Après débats à l’audience du 07 Février 2025, a rendu l’ordonnance de référé suivante, mise à disposition conformément à l’article 450 et suivants du Code de Procédure Civile, les parties ayant été avisées préalablement ;
ENTRE :
DEMANDEURS
M. [S] [V], demeurant [Adresse 4]
représenté par Me Diane DUPEYRON, avocat au barreau de TOULOUSE
Mme [R] [Y] épouse [V], demeurant [Adresse 4]
représentée par Me Diane DUPEYRON, avocat au barreau de TOULOUSE
ET
DÉFENDEURS
M. [F] [C], demeurant [Adresse 3]
comparant en personne
M. [K] [C], demeurant [Adresse 9]
comparant en personne
EXPOSÉ DU LITIGE :
Par acte sous seing privé signé le 7 janvier 2019, Monsieur [S] [V] et Madame [R] [Y] épouse [V] ont donné en location à Monsieur [K] [C] un immeuble à usage d’habitation, une cave n°25 et un emplacement de stationnement n°277 situés [Adresse 10][Adresse 8] à [Localité 6], moyennant un loyer actuel de 505,53€ provision sur charges comprise.

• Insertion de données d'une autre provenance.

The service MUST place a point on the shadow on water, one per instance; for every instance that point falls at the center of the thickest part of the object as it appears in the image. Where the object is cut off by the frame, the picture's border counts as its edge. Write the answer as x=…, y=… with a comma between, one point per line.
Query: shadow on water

Le 7 janvier 2019, Monsieur [F] [C] s’est porté caution solidaire des engagements de Monsieur [K] [C] et a signé également le bail.
Les loyers n’ont pas été régulièrement réglés et le commandement de payer visant la clause résolutoire a été délivré le 10 juillet 2024 dénoncé à la caution le 19 juillet 2024, en vain.
Par actes des 14 et 15 novembre 2024, dénoncé le 18 novembre 2024 par voie électronique avec accusé de réception au Préfet de la Haute-Garonne, Monsieur [S] [V] et Madame [R] [Y] épouse [V] ont fait assigner en référé Monsieur [K] [C] et Monsieur [F] [C], en qualité de caution afin d’obtenir:
‒ la constatation de la résiliation du bail,
‒ l’expulsion des occupants ,
‒ le paiement à titre provisionnel de la somme de 3.446,21€ représentant l’arriéré de loyers, charges et indemnités d’occupation arrêté au 28 octobre 2024,
‒ la fixation d’une indemnité d’occupation d’un montant égal à celui du loyer mensuel et charge,
‒ l’allocation de 800€ en application de l’article 700 du Code de procédure civile et la condamnation du locataire et de la caution aux dépens
L’affaire était appelée à l’audience du 7 février 2025.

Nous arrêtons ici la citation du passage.